Mais l’in­no­va­tion auto­mo­bile n’est pas que tech­nologique ; elle doit aus­si jouer un rôle essen­tiel dans le style et les con­cepts auto­mo­biles. Le suc­cès mon­di­al ren­con­tré par la Peu­geot 206, dont la pro­duc­tion dépasse 3 000 voitures/jour, bien­tôt com­plétée par une ver­sion coupé-cabri­o­let, les ventes de la Cit­roën Xsara Picas­so et de la Peu­geot 607, qui dépassent dès les pre­miers mois leurs objec­tifs de lance­ment, illus­trent des straté­gies pro­duit qui répon­dent, dans la logique d’i­den­tités de mar­ques claire­ment définies, aux attentes de seg­ments de clien­tèle bien identifiés.

Des ” con­cept-cars ” comme la Cit­roën Pluriel, dévoilée au Salon de Franc­fort en 1999, annon­cent par ailleurs de nou­veaux con­cepts auto­mo­biles qui ver­ront effec­tive­ment le jour dans les prochaines années.

Enfin, PSA Peu­geot-Cit­roën veut per­me­t­tre à ses clients de béné­fici­er dans leurs voitures de toutes les facil­ités qu’ap­por­tent les nou­velles tech­nolo­gies de l’in­for­ma­tion et de la com­mu­ni­ca­tion ; le lance­ment com­mer­cial de la série des Cit­roën Xsara Win­dows CE comme la joint-ven­ture fondée avec Viven­di pour dévelop­per une gamme de ser­vices Inter­net dédiés à l’au­to­mo­biliste illus­trent l’a­vance con­cur­ren­tielle du Groupe dans ce domaine.

La consolidation des parts de marché européennes

PSA Peu­geot-Cit­roën occupe la deux­ième place sur le marché auto­mo­bile européen der­rière le groupe Volk­swa­gen, ce classe­ment recou­vrant en fait une deux­ième place sur le marché des véhicules par­ti­c­uliers et une nette pre­mière place sur celui des véhicules util­i­taires légers.

Ce posi­tion­nement sur les marchés européens résulte en fait de sit­u­a­tions très con­trastées selon les pays ; s’agis­sant des cinq grands marchés, le groupe PSA Peu­geot-Cit­roën est en posi­tion de leader en France et en Espagne, très solide­ment instal­lé en Grande-Bre­tagne, bien implan­té en Ital­ie, mais occupe une posi­tion encore insuff­isante en Allemagne.

La stratégie européenne du Groupe com­porte donc une part de défense active des posi­tions acquis­es, nour­rie par les lance­ments de nou­velles voitures, et une part d’of­fen­sive résolue dans les zones où la péné­tra­tion des deux mar­ques du Groupe est encore insuff­isante, et notam­ment en Alle­magne.

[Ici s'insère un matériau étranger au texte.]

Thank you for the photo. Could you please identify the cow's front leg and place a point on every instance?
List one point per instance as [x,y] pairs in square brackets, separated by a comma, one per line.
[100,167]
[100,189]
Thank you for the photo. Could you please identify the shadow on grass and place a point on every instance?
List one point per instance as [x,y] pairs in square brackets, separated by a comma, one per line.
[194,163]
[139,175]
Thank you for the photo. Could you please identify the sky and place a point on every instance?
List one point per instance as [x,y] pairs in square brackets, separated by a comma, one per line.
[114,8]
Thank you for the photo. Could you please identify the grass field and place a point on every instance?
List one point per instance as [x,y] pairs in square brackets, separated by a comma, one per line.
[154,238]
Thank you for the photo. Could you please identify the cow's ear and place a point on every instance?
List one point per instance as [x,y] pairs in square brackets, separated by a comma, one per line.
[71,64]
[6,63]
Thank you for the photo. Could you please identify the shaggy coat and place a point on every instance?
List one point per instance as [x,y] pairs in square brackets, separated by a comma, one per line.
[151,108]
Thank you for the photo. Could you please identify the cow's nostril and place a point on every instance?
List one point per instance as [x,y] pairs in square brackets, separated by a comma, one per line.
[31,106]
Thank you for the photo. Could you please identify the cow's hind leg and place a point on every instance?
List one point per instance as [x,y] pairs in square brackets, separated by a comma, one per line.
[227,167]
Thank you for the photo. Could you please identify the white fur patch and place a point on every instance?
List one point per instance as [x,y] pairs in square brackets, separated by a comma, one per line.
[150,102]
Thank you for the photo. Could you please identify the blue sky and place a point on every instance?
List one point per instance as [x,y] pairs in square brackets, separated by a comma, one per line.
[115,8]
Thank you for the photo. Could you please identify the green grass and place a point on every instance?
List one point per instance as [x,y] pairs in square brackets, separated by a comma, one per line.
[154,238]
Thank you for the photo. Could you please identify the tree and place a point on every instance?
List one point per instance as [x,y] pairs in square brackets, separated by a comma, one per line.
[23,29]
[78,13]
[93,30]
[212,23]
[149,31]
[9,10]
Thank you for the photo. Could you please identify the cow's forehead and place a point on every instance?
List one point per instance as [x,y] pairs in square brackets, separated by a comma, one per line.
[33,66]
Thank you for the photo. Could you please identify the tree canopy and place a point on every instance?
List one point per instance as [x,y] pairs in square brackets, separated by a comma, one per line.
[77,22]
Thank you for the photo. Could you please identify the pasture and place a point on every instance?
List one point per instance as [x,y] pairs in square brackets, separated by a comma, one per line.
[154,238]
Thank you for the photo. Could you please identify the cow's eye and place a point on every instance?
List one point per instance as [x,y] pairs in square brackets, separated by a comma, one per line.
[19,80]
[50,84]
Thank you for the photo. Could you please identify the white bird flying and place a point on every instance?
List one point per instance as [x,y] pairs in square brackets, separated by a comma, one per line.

Dans ce pays, pre­mier marché auto­mo­bile européen, le Groupe a engagé des pro­grammes volon­taristes d’adap­ta­tion de son offre pro­duit et d’évo­lu­tion de son réseau de dis­tri­b­u­tion avec pour objec­tif de dou­bler sa part de marché en six ans.

Le développement hors Europe

Les ventes du groupe PSA Peu­geot-Cit­roën en dehors d’Eu­rope occi­den­tale représen­tent en 1999 15 % du total, et ce faible niveau illus­tre une for­mi­da­ble oppor­tu­nité de développement.

Dans l’im­mé­di­at, la pri­or­ité est don­née aux régions du monde où la demande auto­mo­bile peut être large­ment sat­is­faite par l’of­fre actuelle des mar­ques du Groupe et deux zones de développe­ment ont été retenues, l’Eu­rope cen­trale et, en Amérique du Sud, le Mercosur.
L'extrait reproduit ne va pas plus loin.